This is another D.D. Warren novel, but this is almost a stand alone with Detective Warren forced to follow along with the plot as much influence it. She does become a target which allows D.D. to summon the internal strength of will and character which Gardner has so masterfully developed over past novels. Dr. Adeline Glen is a fascinating character in her own right and a curious reader might wonder if she might make another appearance in future Gardner story.

Shovel Ready by Adam Sternbergh

Spademan used to be a garbage man. That was before the dirty bomb hit Times Square, before his wife was killed, and before the city became a blown-out shell of its former self. Now he's a hitman. In a near-future New York City split between those who are wealthy enough to "tap in" to a sophisticated virtual reality, and those who are left to fend for themselves in the ravaged streets, Spademan chose the streets. When his latest client hires him to kill the daughter of a powerful evangelist, he must navigate between these two worlds -- the wasteland reality and the slick fantasy -- to finish his job, clear his conscience, and make sure he's not the one who winds up in the ground.

Sternbergh employs a unique stream of consciousness, staccato style with little use of quotation marks for dialogue and other conventions. It takes a little while to get accustomed to it, but it seems to fit the storytelling and presentation.
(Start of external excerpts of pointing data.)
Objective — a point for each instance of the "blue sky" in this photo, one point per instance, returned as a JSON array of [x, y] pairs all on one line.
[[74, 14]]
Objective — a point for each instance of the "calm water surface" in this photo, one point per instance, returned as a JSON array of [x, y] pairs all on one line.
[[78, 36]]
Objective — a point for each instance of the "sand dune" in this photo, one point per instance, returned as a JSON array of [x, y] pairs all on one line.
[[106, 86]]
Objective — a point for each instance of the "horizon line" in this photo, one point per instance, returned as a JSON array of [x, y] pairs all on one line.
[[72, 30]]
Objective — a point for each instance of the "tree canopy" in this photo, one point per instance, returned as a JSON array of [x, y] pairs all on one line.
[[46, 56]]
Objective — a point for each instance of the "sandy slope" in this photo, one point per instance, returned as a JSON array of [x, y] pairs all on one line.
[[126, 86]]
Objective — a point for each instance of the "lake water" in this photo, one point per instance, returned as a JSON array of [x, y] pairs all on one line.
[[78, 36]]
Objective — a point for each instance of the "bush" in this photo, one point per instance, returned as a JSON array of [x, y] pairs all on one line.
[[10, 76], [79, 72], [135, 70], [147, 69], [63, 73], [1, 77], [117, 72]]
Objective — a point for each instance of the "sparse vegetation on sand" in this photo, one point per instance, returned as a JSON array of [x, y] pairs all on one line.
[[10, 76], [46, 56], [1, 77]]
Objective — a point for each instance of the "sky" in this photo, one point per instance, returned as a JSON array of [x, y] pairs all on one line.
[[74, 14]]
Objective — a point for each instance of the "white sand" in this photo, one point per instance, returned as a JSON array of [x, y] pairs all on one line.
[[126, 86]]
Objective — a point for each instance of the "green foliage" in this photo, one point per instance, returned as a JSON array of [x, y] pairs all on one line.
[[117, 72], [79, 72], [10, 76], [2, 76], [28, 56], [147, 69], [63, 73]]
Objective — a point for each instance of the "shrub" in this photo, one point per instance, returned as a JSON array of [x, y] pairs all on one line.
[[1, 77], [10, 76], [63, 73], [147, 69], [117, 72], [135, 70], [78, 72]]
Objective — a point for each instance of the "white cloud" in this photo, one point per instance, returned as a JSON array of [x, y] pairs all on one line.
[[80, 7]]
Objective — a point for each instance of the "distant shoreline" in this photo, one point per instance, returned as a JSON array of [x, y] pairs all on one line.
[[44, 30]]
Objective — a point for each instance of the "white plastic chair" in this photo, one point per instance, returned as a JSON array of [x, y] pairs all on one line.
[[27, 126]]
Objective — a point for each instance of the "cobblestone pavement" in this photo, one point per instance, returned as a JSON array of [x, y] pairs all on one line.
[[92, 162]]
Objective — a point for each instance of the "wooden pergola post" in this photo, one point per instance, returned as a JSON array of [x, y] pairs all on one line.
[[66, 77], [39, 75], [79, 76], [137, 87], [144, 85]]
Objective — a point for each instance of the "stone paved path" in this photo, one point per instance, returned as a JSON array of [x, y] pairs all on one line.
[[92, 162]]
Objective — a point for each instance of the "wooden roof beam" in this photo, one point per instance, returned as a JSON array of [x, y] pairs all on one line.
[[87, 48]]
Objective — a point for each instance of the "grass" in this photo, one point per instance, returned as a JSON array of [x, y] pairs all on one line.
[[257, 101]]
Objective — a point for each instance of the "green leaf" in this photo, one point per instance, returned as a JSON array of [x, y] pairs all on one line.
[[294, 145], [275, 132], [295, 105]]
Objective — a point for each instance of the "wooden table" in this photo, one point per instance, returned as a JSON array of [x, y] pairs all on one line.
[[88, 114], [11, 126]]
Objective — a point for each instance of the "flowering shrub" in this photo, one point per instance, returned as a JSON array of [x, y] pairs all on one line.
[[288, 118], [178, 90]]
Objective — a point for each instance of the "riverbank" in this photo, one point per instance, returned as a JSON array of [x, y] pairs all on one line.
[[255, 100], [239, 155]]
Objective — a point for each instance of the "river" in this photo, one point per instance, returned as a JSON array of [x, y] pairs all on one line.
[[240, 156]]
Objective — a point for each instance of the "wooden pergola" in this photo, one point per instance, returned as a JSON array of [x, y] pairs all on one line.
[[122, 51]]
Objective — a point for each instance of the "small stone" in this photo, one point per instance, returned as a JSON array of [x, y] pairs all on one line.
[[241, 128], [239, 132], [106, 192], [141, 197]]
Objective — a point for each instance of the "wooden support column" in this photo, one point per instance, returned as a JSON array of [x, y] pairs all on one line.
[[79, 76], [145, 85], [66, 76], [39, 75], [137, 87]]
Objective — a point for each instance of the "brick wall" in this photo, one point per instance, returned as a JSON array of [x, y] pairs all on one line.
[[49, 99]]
It also took me a little while to get accustomed to the fact that the hero was a killer, but he turns out, in short order, to be much more than that. And thank goodness, because I don't think I would have finished it otherwise. I'm glad I did, because it is a nuanced tale with many wonderful twists, a futuristic mash-up of Gibson's Neuromancer and the many steampunk, virtual reality plug-ins which followed.

Honorable Mentions

Other Books published in 2014 which I also enjoyed and would recommend:

The Farm by Tom Rob Smith

Dreams of Gods & Monsters (Daughter of Smoke & Bone #3) by Laini Taylor

The Amazing Harvey: A Mystery by Don Passman

After I'm Gone by Linda Lippman

The Skin Collector (Lincoln Rhyme #11) by Jeffery Deaver

And, of course, I reserve the right to subtract and add to the list if I should read something in the near future which was published in 2014 and was better.